Il importe d’identifier et de reconnaître les manifestations de la haine et de la violence sur le plan systémique et de pousser l’État et ses institutions (services publics, services scolaires, services de santé, etc.) tout autant que les entreprises privées à développer des plans d’action cohérents pour promouvoir la nonviolence et la médiation des conflits plutôt que le laisser-faire. À cet égard, et à titre d’exemple de revendication à caractère systémique, il faut saluer l’initiative des instances des communautés Attikamekw de faire connaître la discrimination dont elles sont victimes devant le monde entier3 : les Atikamekw de Manawan déposeront lundi, à l’occasion de la Journée internationale des femmes, des plaintes devant cinq instances des Nations unies. Ils demanderont à autant de rapporteurs spéciaux de déclarer que les droits de Mme Echaquan ont été brimés avant sa mort.

Comme épilogue, rappelons qu’au-delà des dimensions structurelles du phénomène de la violence à l’égard des femmes, chaque individu est interpellé par l’existence de la violence, particulièrement quand il s’agit des rapports entre les hommes et les femmes. Il nous importe de méditer sans cesse la profondeur de l’amour et de la paix afin de pouvoir agir dans notre vie au quotidien et dans l’espace public.
Dans notre quotidien, cherchons l’amour et la paix.

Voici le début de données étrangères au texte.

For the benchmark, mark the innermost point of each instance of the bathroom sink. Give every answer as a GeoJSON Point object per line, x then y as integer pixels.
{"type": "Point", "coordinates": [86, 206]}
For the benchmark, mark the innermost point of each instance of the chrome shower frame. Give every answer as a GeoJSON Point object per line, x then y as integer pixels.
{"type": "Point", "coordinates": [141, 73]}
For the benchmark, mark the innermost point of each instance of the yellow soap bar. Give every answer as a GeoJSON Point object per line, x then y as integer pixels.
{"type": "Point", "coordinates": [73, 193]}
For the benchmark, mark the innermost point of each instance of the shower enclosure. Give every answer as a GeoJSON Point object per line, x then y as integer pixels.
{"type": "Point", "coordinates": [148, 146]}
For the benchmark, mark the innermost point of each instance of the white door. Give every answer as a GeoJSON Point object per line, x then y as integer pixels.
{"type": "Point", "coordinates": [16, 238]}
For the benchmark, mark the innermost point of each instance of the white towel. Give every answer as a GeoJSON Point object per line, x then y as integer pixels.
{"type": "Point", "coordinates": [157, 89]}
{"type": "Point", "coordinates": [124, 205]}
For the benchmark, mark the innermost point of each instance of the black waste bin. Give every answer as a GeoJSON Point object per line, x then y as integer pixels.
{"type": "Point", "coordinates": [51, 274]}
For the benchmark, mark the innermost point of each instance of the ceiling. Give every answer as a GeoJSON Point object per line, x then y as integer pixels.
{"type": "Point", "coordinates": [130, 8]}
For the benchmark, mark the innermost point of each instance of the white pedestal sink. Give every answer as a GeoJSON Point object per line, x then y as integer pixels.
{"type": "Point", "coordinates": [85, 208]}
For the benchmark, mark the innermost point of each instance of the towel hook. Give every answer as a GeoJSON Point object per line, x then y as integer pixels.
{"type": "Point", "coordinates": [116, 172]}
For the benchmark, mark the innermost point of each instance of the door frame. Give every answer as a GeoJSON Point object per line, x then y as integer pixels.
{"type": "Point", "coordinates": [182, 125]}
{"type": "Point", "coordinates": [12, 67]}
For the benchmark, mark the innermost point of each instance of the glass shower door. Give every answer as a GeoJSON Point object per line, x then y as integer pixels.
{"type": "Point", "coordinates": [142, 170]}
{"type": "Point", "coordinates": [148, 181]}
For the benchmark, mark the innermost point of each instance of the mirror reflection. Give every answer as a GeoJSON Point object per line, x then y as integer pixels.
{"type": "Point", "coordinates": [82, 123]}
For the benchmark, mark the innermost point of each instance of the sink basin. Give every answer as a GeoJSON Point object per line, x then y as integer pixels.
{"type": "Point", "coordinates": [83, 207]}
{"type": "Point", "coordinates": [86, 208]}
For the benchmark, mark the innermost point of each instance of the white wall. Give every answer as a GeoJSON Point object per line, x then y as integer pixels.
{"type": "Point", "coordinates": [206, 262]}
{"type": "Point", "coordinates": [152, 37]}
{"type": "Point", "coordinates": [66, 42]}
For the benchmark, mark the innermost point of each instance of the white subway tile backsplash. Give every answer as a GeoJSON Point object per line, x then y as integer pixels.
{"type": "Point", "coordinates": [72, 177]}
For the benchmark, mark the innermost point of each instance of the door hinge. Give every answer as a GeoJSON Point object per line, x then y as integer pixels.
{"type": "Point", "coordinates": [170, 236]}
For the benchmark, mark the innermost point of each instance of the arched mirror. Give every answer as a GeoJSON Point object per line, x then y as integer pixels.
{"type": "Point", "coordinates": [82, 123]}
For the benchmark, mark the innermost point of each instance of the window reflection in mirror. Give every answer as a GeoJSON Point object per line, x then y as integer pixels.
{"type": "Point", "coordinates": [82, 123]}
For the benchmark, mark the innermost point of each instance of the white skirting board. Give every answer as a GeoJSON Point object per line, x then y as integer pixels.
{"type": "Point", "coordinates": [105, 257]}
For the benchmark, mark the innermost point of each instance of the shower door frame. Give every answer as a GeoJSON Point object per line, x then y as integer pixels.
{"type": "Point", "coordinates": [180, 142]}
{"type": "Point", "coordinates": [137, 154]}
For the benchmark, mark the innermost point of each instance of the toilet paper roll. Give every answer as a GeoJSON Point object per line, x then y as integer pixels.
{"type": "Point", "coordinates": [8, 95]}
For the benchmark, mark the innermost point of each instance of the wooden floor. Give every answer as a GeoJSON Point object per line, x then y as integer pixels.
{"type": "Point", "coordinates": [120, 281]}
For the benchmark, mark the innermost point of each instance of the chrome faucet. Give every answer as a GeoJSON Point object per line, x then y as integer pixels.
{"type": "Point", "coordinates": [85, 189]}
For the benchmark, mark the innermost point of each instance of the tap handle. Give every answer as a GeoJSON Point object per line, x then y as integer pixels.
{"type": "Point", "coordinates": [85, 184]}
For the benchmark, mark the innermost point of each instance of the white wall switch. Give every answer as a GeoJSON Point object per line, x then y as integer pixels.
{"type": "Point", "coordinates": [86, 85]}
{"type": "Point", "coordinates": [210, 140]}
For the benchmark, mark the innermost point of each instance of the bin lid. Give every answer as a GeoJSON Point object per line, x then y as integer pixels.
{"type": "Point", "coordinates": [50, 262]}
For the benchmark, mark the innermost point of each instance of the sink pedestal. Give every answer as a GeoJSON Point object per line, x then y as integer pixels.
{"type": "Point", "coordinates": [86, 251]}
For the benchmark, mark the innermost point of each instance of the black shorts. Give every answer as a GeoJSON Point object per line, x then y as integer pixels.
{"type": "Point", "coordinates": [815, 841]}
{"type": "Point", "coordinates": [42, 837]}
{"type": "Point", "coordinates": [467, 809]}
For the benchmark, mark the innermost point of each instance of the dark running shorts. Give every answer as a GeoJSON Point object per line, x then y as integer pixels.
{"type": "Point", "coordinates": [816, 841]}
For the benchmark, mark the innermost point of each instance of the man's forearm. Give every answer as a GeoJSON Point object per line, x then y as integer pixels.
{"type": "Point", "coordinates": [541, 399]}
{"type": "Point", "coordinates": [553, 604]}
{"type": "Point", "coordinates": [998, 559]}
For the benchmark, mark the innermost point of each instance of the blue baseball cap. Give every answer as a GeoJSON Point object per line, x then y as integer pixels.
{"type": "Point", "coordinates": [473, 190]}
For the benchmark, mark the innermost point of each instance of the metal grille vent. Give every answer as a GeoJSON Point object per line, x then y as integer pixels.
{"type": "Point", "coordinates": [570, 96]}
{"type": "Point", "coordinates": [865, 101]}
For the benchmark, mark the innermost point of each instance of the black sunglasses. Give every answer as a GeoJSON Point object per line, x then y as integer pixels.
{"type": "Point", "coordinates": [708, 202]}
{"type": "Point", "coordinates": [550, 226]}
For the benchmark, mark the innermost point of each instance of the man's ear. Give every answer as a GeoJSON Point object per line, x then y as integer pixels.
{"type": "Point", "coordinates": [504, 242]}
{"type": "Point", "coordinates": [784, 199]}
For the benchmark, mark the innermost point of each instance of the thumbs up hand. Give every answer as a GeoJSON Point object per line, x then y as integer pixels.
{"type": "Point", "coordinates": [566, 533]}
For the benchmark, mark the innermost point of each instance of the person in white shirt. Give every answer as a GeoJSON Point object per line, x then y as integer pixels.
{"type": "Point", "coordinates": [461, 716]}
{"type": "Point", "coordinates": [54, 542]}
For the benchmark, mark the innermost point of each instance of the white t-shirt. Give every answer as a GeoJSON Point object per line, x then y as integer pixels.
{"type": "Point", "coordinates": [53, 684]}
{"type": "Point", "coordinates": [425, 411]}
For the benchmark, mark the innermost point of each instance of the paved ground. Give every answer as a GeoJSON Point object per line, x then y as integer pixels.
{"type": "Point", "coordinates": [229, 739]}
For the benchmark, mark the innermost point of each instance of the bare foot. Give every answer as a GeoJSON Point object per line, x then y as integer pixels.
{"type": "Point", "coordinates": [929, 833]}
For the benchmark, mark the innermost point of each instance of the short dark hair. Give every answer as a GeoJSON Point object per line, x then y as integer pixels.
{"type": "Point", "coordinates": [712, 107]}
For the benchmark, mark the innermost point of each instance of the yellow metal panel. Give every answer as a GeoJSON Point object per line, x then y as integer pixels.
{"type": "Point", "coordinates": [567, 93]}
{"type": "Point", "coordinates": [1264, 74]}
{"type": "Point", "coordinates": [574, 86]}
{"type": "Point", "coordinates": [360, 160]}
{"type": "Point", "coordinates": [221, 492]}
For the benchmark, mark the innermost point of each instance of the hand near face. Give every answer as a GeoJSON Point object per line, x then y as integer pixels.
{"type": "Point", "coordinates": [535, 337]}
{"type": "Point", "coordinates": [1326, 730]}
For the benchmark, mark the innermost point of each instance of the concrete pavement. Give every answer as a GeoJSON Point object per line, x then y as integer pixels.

Tentons de détecter les germes de haine pour éviter que cette dernière ne gangrène notre entourage et les relations au sein de la société engluée dans le cancer de la surconsommation, de l’individualisme et de la lutte sans fin pour le pouvoir, la domination voire l’exploitation violente sous mille formes.
Nombre d’occasions nous sont données d’entonner des chansons d’amour populaires célèbres comme Quand on a que l’amour (Jacques Brel) ou Quand les hommes vivront d’amour ou Juste l’amour (Raymond Lévesque) et combien d’autres. Mais il ne faut pas attendre la mort, comme le chantait ce dernier, pour agir : Quand les hommes vivront d’amour, nous nous serons morts mon frère… Bien au contraire.
En résumé, il faut peut-être considérer les principes qui animent l’amour fait de respect et de responsabilité. Les fondements des religions sont dits inspirants pour le vécu dans l’amour et le respect; il faudrait donc mettre l’épaule à la roue et appliquer les principes prêchés, comme le dit la prière de saint François d’Assise : là où il y a haine, que je mette l’amour…
André Jacob, artiste pour la paix (écrivain et artiste-peintre)
Professeur retraité de l’École de travail social de l’UQAM
8 mars 2021
1 Boisvert, Dominique (2017). Nonviolence : une arme urgente et efficace. Montréal, Éditions Écosociété, p.16.
2 Ibid. p. 72
3 Sioui, Marie-Michèle Les Attikamekw se tournent vers l’ONU pour obtenir justice au nom de Joyce Echaquan In Le Devoir (5 mars 2021).